Untung ada organisasi kayak SPP juga yang bisa advokasi hak2 petani di sana dari orang2/ perusahaan yang dzolim, sehingga pertanian di sana berjalan dengan baik ya.
Garut emang kuliner dan kerajinan tangannya unik-unik. Seri sekali melancongnya mbak. Aku baru tahu ada komunitas Eco Blogger Indonesia.
Baca postingan ini bener-bener bikin sadar kalau di balik aroma wangi yang menenangkan, ada perjuangan dan kesabaran para petani. Salut banget buat SPP dan para petani di sana yang bisa mandiri, bahkan sampai membangun sekolah. Cerita tentang akar wangi yang melindungi tanah juga jadi pengingat buat kita, bahwa hal-hal sederhana dari alam punya makna besar. Nggak nyangka ya, dari akar yang tersembunyi bisa jadi sesuatu yang bermanfaat dan berharga.
Menarik sekali, aroma akar wangi dari Cikuray ini bukan hanya khas tapi juga punya nilai ekonomi bagi petani lokal. Senang rasanya lihat potensi alam bisa diolah jadi peluang mandiri.
Cerita tentang akar wangi ini benar-benar membuka mataku bahwa sesuatu yang sederhana bisa punya makna sedalam itu. Aku ikut merasakan bagaimana perjuangan petani di Garut bukan hanya soal ekonomi, tapi juga menjaga bumi agar tetap aman.
Keren sih ini, sisa dari akar wangin bisa dimanfaatkan menjadi kerajinan tangan. Yang mana hal ini juga bisa mendukung ekonomi lokal
Akar wangi kering sering digunakan untuk pewangi pakaian, biasanya ditempatkan pada ujung lemari atau tumpukan pakaian. Baunya khas.

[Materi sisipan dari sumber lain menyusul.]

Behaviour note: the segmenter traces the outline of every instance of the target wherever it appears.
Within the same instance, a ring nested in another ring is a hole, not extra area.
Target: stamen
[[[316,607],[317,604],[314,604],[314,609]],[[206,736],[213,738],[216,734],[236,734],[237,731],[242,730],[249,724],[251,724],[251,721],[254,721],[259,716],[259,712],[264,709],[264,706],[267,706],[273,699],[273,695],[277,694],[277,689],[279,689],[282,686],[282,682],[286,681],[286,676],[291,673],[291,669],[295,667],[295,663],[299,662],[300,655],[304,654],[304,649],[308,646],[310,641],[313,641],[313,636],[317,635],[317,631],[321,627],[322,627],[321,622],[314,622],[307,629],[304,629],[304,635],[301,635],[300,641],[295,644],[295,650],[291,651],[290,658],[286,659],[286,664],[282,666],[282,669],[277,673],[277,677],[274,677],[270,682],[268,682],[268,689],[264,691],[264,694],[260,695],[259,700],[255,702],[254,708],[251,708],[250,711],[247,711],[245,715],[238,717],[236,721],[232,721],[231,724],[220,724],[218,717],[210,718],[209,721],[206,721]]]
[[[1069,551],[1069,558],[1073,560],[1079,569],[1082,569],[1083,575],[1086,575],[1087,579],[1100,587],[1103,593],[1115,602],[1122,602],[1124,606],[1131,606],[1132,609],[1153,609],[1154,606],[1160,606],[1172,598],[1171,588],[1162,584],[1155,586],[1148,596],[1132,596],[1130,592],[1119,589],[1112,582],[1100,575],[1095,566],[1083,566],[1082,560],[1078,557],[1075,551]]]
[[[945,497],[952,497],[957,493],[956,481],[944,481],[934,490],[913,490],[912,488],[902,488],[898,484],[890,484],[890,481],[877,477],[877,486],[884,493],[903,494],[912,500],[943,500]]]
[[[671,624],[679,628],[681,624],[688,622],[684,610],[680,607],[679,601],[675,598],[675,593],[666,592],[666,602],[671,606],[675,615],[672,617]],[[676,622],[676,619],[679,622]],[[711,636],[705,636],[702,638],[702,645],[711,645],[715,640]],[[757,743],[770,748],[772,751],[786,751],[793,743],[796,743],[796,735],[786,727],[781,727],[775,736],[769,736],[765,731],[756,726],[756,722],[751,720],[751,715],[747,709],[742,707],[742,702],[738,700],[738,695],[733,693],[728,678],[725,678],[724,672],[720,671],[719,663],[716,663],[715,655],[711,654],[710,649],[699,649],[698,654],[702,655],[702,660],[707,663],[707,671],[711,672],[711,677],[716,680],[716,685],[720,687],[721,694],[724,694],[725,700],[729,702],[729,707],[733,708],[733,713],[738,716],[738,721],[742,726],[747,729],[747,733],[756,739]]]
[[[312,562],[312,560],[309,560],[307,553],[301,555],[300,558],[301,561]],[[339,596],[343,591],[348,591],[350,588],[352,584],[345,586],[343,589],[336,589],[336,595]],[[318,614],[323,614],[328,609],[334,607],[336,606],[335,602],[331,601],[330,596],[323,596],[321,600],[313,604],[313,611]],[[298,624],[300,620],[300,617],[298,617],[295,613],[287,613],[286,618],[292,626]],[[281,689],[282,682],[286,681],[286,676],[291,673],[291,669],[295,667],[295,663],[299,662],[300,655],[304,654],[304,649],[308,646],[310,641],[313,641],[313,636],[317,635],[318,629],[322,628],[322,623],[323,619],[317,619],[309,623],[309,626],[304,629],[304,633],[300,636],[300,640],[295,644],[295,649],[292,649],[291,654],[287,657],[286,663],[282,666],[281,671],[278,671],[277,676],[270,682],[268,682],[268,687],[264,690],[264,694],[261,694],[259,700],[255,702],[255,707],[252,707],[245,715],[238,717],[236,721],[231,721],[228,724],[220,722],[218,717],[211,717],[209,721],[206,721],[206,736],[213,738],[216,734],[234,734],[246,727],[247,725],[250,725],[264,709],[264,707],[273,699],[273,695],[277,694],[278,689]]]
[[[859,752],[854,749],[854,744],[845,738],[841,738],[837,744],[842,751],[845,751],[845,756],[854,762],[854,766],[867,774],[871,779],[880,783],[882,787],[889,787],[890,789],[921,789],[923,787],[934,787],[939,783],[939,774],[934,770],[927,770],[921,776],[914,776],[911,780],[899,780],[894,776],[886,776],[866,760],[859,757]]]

Seru banget kaakk sihhh acara di Garutnya kaak. Jadi pengen liat langsung proses penyulingan Akar Wangi. Ngga salah lagi nilainya yang tinggi, emang memperolehnya juga ngga semudah itu. Aromanya yang elegan ternyata ada keringat2 petani dibaliknya. Aroma menenangkan yang penuh perjuangan yaa.

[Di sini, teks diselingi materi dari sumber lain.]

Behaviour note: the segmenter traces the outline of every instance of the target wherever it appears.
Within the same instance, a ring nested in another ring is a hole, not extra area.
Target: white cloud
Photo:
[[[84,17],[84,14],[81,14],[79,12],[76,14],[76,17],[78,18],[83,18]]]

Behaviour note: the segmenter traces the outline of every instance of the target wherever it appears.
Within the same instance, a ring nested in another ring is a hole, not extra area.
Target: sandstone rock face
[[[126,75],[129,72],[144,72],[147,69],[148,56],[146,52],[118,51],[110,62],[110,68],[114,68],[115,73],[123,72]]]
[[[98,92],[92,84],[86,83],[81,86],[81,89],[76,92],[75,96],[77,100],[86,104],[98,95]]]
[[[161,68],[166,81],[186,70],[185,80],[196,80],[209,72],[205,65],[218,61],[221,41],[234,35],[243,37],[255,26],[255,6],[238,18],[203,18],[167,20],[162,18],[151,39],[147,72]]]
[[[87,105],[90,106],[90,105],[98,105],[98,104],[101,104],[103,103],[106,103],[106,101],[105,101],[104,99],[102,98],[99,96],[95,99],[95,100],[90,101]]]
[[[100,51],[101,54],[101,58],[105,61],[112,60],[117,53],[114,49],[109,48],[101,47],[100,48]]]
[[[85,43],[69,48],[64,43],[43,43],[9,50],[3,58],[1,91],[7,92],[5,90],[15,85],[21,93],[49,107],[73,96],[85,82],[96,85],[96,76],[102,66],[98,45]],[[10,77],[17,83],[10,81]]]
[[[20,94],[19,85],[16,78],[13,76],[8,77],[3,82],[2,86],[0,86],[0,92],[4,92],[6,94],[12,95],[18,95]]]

Seru sekali perjalanan nya. Kekompakan yang tiada dua menjadikan momen yang tak terlupakan. Ilmu yang didapat pun semakin menambah deret panjang kebanggaan di tahun ini.
Sehat selalu ya kak. Ditunggu explore lain yang menyenangkan
Saya pernah beli kopi Cikuray. Rasanya memang enak. Pengen banget deh lihat proses penyulingan akar wangi. Garut ternyata punya banyak hal menarik, ya. Gak hanya dodol garutnya aja.

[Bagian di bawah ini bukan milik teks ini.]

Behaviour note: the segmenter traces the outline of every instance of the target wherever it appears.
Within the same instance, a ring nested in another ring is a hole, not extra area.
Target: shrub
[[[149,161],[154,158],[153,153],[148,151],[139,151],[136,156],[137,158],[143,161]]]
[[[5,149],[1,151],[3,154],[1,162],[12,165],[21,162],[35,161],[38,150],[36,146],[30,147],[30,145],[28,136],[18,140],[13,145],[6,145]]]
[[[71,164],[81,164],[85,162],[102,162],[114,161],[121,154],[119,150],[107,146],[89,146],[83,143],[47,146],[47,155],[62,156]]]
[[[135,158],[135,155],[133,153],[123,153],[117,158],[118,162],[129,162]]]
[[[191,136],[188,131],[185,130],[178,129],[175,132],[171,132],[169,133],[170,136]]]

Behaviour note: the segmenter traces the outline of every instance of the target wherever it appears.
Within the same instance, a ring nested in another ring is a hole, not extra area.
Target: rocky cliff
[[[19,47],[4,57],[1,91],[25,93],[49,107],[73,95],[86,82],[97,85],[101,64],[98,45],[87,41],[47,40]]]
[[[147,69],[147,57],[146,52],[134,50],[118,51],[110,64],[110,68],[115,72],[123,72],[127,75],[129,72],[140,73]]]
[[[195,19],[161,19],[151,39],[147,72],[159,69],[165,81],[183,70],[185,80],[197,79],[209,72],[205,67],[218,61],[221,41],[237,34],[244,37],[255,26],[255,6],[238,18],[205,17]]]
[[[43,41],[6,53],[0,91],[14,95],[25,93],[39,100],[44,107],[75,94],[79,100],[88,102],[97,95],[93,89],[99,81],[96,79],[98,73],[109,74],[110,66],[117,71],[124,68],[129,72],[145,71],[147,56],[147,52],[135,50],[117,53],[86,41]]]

Waah keren sekali ini oemberdayaaan masyarakat petaninya dan pembudidayaan tanamannya.
BTW keren banget ini Kakak. Dari Kalimantan ke Garut. 🔥🔥
Jadi nggak ada yang terbuang ya Kak karena akar wangi yang nggak masuk ke pabrik akhirnya diolah menjadi souvenir yang unik. Kebayang seru banget deh momen Kakak ke Garut ini. Amaze pula sama fkta kalau akar wangi tuh ngak selalu bisa tumbuh di beragam tempat, dan di Indonesia ya adalanya di Cikuray Garut. Seolah diberkahi alam dan dipilih langsung oleh tumbuhannya untuk memberikan kemakmuran ekonomi bagi warga di sana.
Reviewnya menginspirasi banget, kisah akar wangi ini menyatu indah antara alam, perjuangan petani, dan kedamaian.